Not much context I can give. Just read this. You’ll be glad you did. From TPM Reader SB …
Would it interest you to hear about “Obamacare” from the perspective of a provider?
I’ve been a private practice psychologist for over twenty years with multiple institutional affiliations. When the Affordable Care Act passed I made the decision to turn my private practice into public practice by signing up to become a provider on the multiple panels that arose under the umbrella of the Affordable Care Act. Many senior people eschew such plans. The pay is anywhere from 33% to 50% less. The endless paperwork can snag one’s time.
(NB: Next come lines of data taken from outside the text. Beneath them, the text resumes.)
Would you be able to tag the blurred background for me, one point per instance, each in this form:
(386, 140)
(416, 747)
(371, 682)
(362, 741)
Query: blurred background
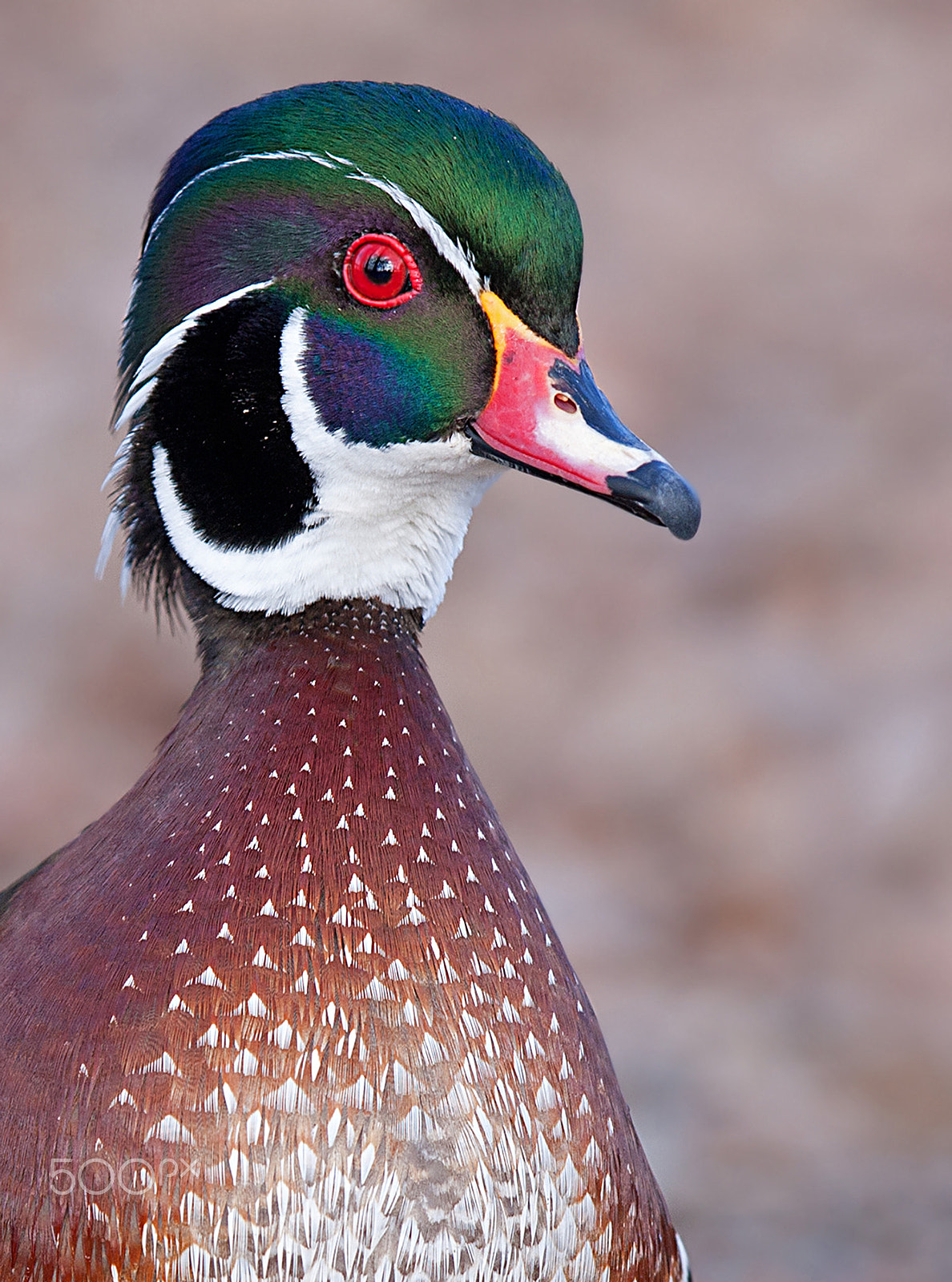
(725, 763)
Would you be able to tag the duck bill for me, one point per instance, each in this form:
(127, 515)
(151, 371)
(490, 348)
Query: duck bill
(547, 416)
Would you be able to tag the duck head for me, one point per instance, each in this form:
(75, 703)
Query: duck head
(356, 304)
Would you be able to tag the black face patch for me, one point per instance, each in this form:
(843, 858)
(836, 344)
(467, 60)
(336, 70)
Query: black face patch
(217, 412)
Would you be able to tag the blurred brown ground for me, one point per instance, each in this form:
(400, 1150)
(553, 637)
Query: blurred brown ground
(727, 763)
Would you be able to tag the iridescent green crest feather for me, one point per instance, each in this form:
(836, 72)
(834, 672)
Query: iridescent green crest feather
(486, 185)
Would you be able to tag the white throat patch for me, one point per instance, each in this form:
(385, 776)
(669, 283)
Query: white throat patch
(388, 522)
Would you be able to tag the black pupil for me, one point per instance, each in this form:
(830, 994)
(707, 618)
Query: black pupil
(380, 268)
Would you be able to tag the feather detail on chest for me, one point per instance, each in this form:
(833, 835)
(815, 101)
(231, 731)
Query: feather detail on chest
(325, 1018)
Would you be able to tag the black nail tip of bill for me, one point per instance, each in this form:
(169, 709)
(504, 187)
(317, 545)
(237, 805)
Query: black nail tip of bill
(656, 493)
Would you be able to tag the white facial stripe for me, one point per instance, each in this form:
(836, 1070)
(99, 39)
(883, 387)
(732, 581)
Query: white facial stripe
(683, 1260)
(228, 164)
(453, 252)
(158, 354)
(389, 522)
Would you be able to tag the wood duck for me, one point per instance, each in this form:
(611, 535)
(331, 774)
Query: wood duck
(292, 1010)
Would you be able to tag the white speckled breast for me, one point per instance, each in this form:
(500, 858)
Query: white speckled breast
(313, 1017)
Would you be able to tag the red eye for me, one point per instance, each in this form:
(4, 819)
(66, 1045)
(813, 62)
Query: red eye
(380, 272)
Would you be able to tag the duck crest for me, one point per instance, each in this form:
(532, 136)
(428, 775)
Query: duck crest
(349, 994)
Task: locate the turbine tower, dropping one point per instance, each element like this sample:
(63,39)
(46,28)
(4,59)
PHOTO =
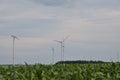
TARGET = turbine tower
(62,46)
(14,37)
(53,55)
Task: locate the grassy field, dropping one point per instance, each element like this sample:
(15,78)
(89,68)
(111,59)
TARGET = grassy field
(103,71)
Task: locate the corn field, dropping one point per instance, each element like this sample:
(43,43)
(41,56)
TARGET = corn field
(104,71)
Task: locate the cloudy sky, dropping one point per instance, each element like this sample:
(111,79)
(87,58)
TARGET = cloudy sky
(93,26)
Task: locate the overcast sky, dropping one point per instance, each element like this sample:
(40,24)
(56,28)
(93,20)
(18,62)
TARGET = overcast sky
(93,26)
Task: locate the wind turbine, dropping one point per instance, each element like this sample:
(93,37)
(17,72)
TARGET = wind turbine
(62,46)
(53,55)
(14,37)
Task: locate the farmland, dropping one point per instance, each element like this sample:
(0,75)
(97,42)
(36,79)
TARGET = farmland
(101,71)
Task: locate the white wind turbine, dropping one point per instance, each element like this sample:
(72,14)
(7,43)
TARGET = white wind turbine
(62,46)
(14,37)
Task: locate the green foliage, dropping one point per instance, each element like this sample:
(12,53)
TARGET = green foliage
(104,71)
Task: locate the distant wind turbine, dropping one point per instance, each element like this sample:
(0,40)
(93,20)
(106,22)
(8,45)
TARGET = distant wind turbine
(14,37)
(53,52)
(62,46)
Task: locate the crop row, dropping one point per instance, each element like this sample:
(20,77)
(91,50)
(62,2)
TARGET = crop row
(104,71)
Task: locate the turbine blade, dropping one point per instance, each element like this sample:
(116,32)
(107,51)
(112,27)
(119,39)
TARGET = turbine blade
(66,38)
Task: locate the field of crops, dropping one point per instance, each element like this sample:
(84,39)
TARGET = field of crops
(104,71)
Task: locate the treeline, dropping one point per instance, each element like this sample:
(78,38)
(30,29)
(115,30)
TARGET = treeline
(79,62)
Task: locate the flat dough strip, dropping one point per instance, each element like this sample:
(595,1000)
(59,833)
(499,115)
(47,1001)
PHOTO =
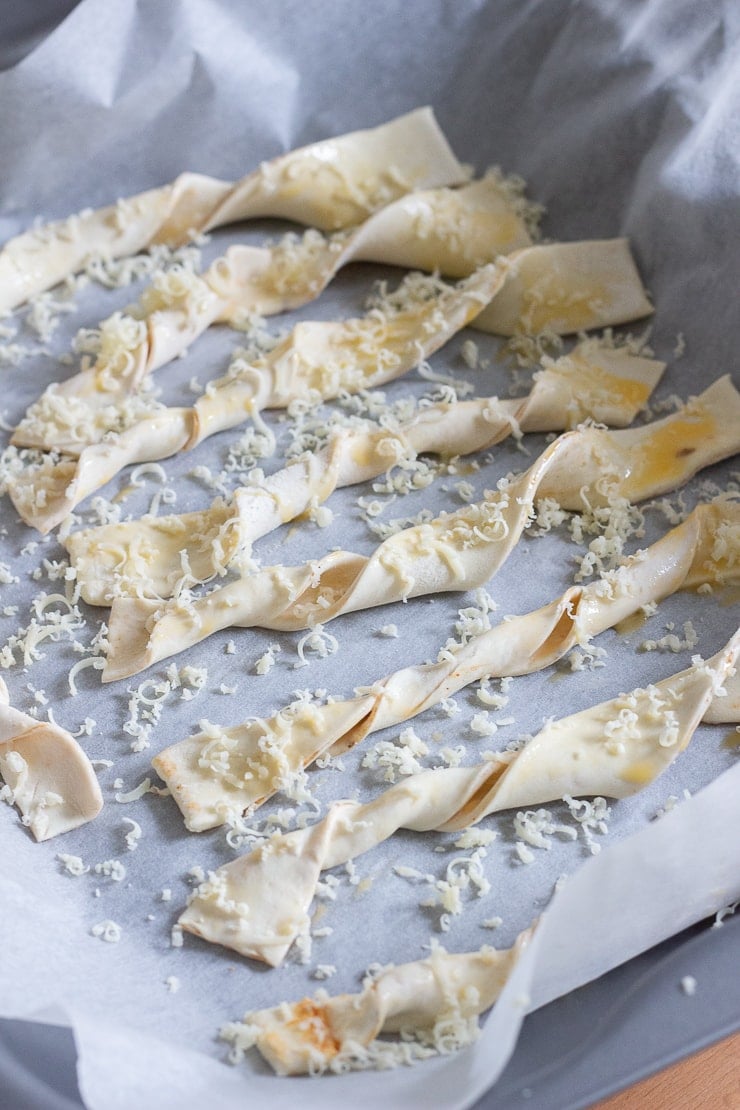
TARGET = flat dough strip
(328,184)
(47,774)
(144,557)
(316,359)
(441,991)
(233,769)
(454,552)
(259,904)
(452,231)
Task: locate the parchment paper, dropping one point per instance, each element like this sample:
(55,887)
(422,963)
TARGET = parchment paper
(624,120)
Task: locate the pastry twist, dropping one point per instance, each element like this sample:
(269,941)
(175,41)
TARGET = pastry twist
(454,552)
(47,774)
(234,769)
(145,557)
(257,905)
(328,184)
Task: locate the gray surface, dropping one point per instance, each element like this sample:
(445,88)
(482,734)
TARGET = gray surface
(619,1028)
(580,1048)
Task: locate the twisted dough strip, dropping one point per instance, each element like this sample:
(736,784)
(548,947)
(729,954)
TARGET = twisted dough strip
(316,359)
(453,231)
(226,770)
(259,904)
(456,551)
(47,774)
(437,992)
(144,557)
(328,184)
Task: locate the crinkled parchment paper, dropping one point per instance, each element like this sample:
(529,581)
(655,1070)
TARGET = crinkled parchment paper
(625,120)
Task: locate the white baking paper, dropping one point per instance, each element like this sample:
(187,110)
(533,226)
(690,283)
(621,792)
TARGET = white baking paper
(624,120)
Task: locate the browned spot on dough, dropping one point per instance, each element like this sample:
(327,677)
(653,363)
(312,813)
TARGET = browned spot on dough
(312,1020)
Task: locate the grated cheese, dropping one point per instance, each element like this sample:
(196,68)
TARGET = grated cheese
(108,930)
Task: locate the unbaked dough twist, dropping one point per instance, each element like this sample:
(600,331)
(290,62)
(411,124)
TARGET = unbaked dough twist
(328,184)
(257,905)
(145,557)
(454,552)
(233,769)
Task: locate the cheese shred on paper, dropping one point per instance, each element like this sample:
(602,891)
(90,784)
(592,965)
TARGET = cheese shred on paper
(433,1002)
(454,552)
(259,904)
(230,770)
(144,557)
(330,184)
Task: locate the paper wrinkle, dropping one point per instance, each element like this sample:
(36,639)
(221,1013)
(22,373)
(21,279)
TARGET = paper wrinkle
(646,106)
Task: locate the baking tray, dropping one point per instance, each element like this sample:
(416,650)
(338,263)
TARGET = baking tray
(577,1049)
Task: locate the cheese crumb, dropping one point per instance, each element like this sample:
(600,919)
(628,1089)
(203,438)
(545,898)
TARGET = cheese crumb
(108,930)
(324,970)
(72,865)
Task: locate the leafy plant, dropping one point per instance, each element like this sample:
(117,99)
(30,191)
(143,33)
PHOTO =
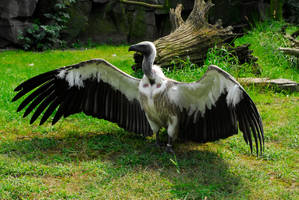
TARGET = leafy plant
(43,36)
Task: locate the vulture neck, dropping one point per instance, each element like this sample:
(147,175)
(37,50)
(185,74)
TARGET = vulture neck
(147,65)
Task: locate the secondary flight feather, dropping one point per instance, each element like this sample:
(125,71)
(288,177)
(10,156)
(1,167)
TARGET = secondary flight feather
(215,107)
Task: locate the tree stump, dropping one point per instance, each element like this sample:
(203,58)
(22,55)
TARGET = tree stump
(191,38)
(283,84)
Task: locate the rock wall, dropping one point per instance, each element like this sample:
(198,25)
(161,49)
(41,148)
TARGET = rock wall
(14,18)
(109,21)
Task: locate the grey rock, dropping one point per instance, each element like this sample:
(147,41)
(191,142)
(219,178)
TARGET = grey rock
(79,13)
(142,26)
(291,11)
(17,8)
(12,28)
(4,43)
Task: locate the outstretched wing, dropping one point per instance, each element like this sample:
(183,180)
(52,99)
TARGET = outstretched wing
(94,87)
(214,107)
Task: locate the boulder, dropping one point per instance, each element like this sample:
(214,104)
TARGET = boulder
(291,11)
(12,28)
(107,23)
(79,13)
(17,8)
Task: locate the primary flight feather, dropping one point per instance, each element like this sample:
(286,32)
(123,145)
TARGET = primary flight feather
(212,108)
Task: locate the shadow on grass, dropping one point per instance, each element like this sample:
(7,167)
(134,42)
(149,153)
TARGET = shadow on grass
(192,174)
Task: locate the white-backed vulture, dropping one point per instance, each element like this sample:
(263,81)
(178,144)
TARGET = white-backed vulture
(212,108)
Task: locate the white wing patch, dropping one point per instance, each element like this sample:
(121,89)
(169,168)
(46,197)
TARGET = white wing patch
(196,97)
(234,95)
(102,71)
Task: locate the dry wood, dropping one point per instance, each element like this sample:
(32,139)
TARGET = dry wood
(266,82)
(142,4)
(175,17)
(191,38)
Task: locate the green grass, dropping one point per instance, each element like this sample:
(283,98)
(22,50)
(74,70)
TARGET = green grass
(86,158)
(265,40)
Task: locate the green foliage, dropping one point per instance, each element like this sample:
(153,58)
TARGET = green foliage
(85,158)
(41,36)
(265,39)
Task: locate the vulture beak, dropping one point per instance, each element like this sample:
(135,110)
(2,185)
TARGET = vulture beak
(134,48)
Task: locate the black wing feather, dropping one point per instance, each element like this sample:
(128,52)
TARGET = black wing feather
(51,93)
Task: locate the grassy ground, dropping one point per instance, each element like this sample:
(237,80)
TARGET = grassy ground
(85,158)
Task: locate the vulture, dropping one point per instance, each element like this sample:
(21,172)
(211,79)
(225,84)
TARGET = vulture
(212,108)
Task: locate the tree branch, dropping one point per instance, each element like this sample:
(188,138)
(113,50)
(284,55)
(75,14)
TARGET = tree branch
(140,3)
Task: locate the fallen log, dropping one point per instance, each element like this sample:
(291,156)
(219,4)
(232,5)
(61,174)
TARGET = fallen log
(191,38)
(281,83)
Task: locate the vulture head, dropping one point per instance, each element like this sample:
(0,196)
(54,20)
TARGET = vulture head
(148,50)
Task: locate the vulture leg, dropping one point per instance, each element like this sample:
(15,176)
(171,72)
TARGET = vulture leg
(172,131)
(169,145)
(158,143)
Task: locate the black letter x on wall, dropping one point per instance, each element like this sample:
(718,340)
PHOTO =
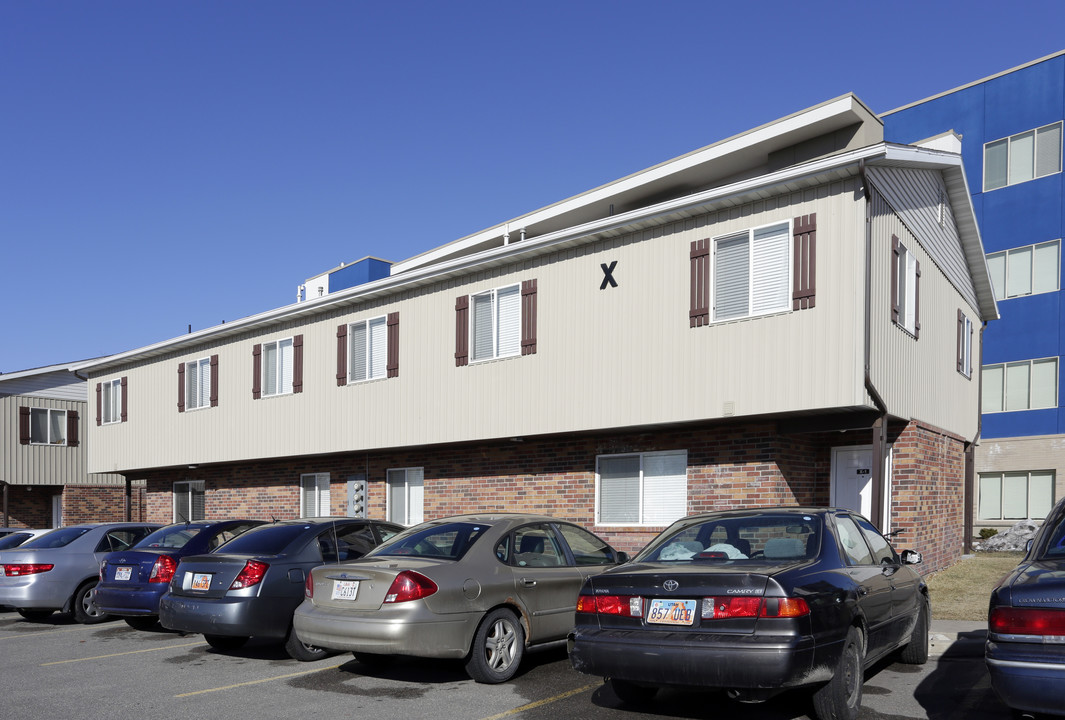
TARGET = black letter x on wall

The clinician loses some control over treatment options.
Yet, the fact that so many different types of people can now get help for their mental health issues has become an inspirational part of my practice. While some of us would continue to work with clients who got into some kind of economic difficulties, or accept someone in need who found their way to our offices on a pro bono basis, for the most part psychological practice became a luxury of the privileged, especially when fees sailed up over $200 per session.
I always hated this aspect of my work because I knew there were so many people who really needed mental health care – sometimes those who needed it the most – and couldn’t get it unless I worked for free.
Now, I can see anyone who needs the work and still get paid (albeit less, but who cares?); and people in need can get the basic mental health care that can make a big difference in their lives. This includes students, artists, children from under-resourced families, the under-employed, the unemployed, workers with all kinds of jobs – especially people who would never have felt comfortable contacting a psychologist because they would have been too embarrassed to request services for which they couldn’t pay. Oh, the heartwarming stories I could tell!
We often forget the role of service in medical care – whether it be for physical or for mental health. The Affordable Care Act makes it possible to re-engage the ideal of our professions by seeing anyone who comes through our doors because now anyone can pay. The clinician no longer has to grapple with working for free or depriving someone of their basic human needs.
So, this is just another perspective of the positive side of this story. These insurance plans aren’t perfect but they bring providers much closer to the humanistic ideals that initially drew many of us to the work.